Health implications of Collagenous and Lymphocytic Colitis

Research reveals a link between collagenous colitis and other diseases and syndromes, such as celiac disease, irritable bowel syndrome, other autoimmune disorders like thyroid disease, rheumatoid arthritis and lymphoma. Colitis conditions that have no specified cause can be a symptom of Crohn's Disease and Ulcerative Colitis.

If colitis becomes chronically worse patients can go into shock and require surgery. If left untreated the effects on overall health can be severe. Dehydration and weight loss can lead to malnutrition, immunodeficiency, bleeding in the digestive tract, pressure increases and organ malfunction. People with symptoms of colitis should seek advice and treatment as needed.

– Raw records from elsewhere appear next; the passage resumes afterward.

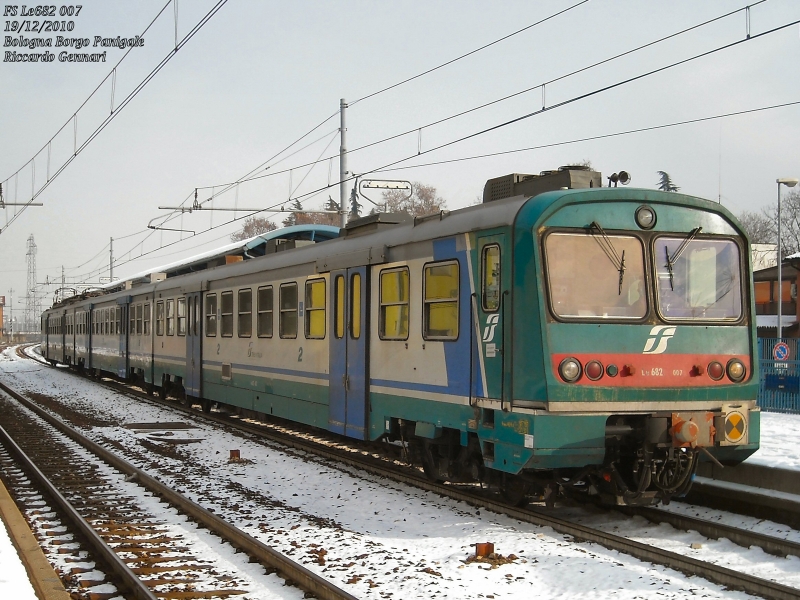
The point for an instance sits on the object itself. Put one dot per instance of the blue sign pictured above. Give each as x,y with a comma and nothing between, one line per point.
780,351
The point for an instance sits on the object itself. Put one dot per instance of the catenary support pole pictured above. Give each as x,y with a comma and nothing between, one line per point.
780,279
342,168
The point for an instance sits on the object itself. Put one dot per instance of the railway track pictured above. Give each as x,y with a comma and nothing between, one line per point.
113,533
370,462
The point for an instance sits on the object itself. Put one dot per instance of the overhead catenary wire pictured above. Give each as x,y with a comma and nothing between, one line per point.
470,53
418,129
554,144
386,167
72,119
563,103
250,176
595,137
122,105
399,83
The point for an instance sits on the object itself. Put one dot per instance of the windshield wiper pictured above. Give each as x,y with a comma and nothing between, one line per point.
677,254
611,252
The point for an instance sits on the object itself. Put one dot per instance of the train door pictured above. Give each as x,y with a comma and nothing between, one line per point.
63,336
194,359
90,319
123,368
490,305
348,352
47,334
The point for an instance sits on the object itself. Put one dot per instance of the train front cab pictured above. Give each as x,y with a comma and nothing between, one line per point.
631,373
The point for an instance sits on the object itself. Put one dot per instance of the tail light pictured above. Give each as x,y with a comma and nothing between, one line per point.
715,370
570,370
594,370
736,370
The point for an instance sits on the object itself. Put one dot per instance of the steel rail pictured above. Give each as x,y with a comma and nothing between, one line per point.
129,578
690,566
740,537
305,579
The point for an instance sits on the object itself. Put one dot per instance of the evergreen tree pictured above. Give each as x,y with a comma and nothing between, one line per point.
252,227
666,185
355,206
295,217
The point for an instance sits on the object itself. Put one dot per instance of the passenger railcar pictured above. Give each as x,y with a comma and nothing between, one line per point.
592,339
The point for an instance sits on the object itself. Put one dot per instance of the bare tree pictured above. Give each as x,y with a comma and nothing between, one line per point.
423,200
759,227
252,227
665,184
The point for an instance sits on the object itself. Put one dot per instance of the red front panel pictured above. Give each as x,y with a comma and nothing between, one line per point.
654,370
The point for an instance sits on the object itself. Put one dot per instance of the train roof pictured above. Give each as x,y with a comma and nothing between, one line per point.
381,238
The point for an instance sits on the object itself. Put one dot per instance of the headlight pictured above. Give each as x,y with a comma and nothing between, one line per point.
736,369
594,370
570,369
715,371
645,217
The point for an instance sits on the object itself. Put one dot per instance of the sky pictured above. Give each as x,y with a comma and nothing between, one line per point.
260,75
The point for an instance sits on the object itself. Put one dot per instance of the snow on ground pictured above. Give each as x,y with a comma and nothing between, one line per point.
780,441
373,537
14,581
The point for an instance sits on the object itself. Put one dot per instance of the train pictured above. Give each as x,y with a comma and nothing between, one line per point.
561,337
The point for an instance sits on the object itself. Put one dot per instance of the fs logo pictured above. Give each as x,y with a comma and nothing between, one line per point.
491,324
659,337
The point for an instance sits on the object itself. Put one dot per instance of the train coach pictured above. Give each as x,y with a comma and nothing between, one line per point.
559,336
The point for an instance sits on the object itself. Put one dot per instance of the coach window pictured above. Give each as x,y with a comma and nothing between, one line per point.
170,317
181,316
490,267
265,311
146,328
211,315
355,306
226,314
315,309
394,304
288,317
139,319
440,311
196,317
339,307
244,324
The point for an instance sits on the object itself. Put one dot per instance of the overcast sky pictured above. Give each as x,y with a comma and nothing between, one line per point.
260,74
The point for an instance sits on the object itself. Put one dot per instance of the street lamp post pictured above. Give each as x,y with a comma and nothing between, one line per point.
788,182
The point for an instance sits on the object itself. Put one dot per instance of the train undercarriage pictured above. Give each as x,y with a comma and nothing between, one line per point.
649,459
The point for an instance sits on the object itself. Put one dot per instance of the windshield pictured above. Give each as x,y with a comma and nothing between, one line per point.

Prevention of Collagenous and Lymphocytic Colitis

With the current causes being idiopathic or microscopic, preventions are harder to identify. However, basic measures can be followed to help prevent and manage colitis conditions such as Collagenous and Lymphatic Colitis. These measures include:

  • Early intervention through medical advice if symptoms are experienced.
  • Having treatment for over-active immune response.
  • Avoiding excessive use of chemicals such as antidepressants, NSAIDs and other drugs.
  • Refraining from smoking and inhaling second-hand smoke.
  • Following a healthy diet and lifestyle.
  • Wearing protective clothing where necessary and taking care not to injure the lower digestive tract region.